If Hooty is ruffled at King for stealing his idea, he’s not being vocal about it. But nobody’s really focusing on Hooty anymore, because now Willow’s more preoccupied with considering the human’s proposal, tapping her fingers together uncertainly. 

“Well…. the celestial powers only align once a year.” She looks to Gus for support, sees him smiling wide and ecstatic, nodding his yes. She’s beginning to smile back.

“....Okay.” She fists her hands in triumph. “Okay! Let’s do it! Let’s have a conjuring!”

“Yeah, conjuring!” King pumps his arms in the air, excited despite that he’s still not entirely sure what a moonlight conjuring means exactly. “Bring something to life with moon magic” makes it sound deceptively simple. 

It’s in the middle of this celebration that another voice cuts through the din, this one a lot gruffer and far less shrieky:

“Kid! What’re you yelling about now?!”

Eda has suddenly appeared in the doorway between the living room and the stairs, arms crossed impatiently. A single grey feather is sticking up from her hair like a cowlick.

“Eda!” King greets her, unwittingly glad. “Me and Gus and Willow are—”

“Pause.” Eda holds up a hand. On reflex King falls silent immediately. 

“I need you upstairs for a mo’. Something’s come up.” With that she turns to climb back up the stairs, two at a time in her urgency. 

King frowns. Makes to stand up hastily. “I’ll, uh.” He glances down at the other three gathered at the table apologetically. “Imma be right back.” 

 


 

Eda’s bedroom is a mess, but it still looks a lot better than it did after the Owl Beast attacked it a few weeks ago. The massive stained-glass window, patched up good as new, tints the amber daylight even warmer as it shines through. 

Eda sits on the edge of her nest, a worn wooden chest balanced on her knees as she opens it. Standing before her in expectant silence are King and Luz, patient. Luz has been upstairs with Eda these last few hours, helping her out with, in her own words, “stuff.” 

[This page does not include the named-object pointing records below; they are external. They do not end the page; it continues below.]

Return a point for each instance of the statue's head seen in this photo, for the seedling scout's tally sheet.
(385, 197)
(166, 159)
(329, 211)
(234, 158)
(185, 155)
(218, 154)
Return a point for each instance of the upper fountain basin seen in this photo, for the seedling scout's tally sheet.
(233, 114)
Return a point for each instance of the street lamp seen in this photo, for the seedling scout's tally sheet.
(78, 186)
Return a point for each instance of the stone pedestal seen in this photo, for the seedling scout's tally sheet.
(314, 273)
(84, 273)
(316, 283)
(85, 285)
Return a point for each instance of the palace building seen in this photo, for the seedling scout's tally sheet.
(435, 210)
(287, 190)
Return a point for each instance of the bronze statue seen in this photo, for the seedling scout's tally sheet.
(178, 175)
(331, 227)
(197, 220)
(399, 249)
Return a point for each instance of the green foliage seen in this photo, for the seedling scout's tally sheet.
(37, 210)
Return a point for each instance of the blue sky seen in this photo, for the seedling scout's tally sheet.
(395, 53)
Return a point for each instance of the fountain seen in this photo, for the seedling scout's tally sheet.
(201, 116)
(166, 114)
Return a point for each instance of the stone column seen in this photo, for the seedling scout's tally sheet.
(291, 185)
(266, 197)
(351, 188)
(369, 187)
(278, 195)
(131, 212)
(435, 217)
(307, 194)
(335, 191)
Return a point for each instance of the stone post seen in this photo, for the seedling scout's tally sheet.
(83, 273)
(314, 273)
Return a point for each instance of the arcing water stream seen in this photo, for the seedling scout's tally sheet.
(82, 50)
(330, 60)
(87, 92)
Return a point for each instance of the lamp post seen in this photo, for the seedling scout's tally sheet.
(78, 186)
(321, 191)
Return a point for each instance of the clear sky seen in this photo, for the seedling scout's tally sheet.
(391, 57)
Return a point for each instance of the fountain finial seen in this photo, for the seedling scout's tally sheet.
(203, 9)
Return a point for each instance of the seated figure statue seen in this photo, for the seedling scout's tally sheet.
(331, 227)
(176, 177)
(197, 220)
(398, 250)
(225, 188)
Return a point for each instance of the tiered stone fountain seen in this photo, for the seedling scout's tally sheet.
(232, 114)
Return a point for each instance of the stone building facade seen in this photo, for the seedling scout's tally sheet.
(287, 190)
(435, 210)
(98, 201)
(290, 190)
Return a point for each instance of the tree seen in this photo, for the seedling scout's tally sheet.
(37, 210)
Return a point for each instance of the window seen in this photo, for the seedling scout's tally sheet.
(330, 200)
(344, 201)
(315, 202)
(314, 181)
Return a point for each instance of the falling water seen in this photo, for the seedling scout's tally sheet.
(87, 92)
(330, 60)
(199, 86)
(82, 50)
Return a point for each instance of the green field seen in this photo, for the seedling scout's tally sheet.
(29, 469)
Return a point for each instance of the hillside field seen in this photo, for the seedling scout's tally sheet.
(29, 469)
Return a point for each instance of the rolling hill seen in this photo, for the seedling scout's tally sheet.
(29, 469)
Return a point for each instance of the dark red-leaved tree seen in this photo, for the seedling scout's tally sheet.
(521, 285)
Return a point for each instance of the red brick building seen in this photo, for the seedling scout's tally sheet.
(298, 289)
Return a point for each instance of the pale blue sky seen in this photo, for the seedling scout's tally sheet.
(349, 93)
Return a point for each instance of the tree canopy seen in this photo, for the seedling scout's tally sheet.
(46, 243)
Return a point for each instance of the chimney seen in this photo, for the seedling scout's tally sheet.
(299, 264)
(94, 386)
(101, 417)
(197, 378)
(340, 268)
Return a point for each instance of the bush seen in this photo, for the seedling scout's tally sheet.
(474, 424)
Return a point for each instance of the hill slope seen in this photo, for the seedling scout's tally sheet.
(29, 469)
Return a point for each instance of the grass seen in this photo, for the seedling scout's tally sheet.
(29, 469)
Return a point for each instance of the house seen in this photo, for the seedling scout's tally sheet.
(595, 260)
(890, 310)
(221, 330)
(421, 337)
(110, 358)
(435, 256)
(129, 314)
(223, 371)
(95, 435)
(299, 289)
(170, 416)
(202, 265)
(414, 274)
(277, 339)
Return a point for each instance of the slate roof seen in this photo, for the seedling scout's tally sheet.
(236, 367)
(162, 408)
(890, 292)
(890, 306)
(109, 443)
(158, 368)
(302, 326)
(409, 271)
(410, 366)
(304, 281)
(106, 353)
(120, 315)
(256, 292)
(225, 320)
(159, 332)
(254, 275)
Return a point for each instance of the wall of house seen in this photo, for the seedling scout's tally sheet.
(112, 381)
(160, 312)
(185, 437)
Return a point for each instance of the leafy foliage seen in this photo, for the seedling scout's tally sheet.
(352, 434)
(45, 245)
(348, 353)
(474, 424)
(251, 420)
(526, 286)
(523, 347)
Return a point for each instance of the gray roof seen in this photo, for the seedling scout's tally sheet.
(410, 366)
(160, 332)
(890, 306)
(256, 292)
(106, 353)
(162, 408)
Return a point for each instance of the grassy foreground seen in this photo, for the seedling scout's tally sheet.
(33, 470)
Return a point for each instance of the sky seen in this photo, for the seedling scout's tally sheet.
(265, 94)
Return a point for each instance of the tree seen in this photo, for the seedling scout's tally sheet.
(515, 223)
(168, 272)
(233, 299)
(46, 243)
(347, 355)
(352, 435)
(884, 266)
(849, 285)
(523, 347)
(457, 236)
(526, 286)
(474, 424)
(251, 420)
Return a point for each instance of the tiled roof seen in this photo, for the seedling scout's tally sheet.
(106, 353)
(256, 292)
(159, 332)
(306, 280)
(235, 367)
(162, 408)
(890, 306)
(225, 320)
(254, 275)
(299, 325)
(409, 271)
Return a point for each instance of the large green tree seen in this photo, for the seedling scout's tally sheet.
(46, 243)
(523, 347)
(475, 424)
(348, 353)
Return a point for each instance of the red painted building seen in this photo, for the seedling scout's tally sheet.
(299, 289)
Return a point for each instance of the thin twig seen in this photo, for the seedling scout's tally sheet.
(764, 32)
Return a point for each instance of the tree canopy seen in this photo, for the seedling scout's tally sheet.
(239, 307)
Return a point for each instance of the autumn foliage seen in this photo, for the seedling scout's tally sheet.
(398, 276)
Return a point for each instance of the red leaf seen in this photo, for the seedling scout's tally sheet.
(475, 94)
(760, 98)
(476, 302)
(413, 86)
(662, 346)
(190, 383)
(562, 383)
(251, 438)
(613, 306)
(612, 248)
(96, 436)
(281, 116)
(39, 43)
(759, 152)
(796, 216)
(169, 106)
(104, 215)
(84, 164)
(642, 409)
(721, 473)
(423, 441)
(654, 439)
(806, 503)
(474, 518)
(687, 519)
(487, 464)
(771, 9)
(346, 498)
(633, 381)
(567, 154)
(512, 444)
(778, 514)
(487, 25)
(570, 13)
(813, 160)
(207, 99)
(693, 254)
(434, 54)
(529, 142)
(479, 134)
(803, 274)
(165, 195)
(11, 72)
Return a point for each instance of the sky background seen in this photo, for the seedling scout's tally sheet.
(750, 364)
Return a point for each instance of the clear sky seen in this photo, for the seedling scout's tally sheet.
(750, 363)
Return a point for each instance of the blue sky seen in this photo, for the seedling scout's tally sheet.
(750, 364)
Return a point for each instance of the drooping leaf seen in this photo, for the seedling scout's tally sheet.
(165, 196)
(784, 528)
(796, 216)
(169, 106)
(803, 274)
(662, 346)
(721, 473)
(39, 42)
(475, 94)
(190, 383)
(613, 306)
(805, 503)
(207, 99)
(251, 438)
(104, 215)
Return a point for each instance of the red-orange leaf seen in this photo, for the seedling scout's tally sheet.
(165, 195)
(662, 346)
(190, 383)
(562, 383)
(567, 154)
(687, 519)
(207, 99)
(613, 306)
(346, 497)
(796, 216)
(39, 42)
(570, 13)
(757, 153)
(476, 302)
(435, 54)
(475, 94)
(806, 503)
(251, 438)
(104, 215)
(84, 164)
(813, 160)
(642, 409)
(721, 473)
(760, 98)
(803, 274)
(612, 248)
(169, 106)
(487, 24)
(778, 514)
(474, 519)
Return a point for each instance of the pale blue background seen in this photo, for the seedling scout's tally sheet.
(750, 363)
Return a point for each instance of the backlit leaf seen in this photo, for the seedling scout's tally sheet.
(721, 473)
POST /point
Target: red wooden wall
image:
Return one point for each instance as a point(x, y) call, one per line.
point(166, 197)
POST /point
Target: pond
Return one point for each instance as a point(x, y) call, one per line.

Still: “How’s training with Willow been going?” she asks softly, glancing up at King. Though her voice is gentle there’s something surprisingly biting in her eyes when King catches them, and he finds himself stammering out his answer.

“I-i-it’s been goin’,” he says, shrugs. Looks away, outside the window to the gold-tinted woods beyond the house. “We’ve been doing okay.”

“That’s good,” Luz responds, still soft, fixing her eyes back to Eda. Her hands are clasped behind her back. They press tighter. 

“Alright, here’s the issue.” Their trains of thought are both broken by Eda, looking up at them from the dusty depths of the chest in her lap. She brings up a familiar glass container: a bottle of elixir—empty, reflecting the sunlight almost directly into King’s and Luz’s eyes. They blink. 

“I’m out of elixir for the week, and my regular supplier won’t be producing any more until next week.” She grunts, clunks the empty bottle back into the chest. It clinks against other presumably empty glass bottles inside. 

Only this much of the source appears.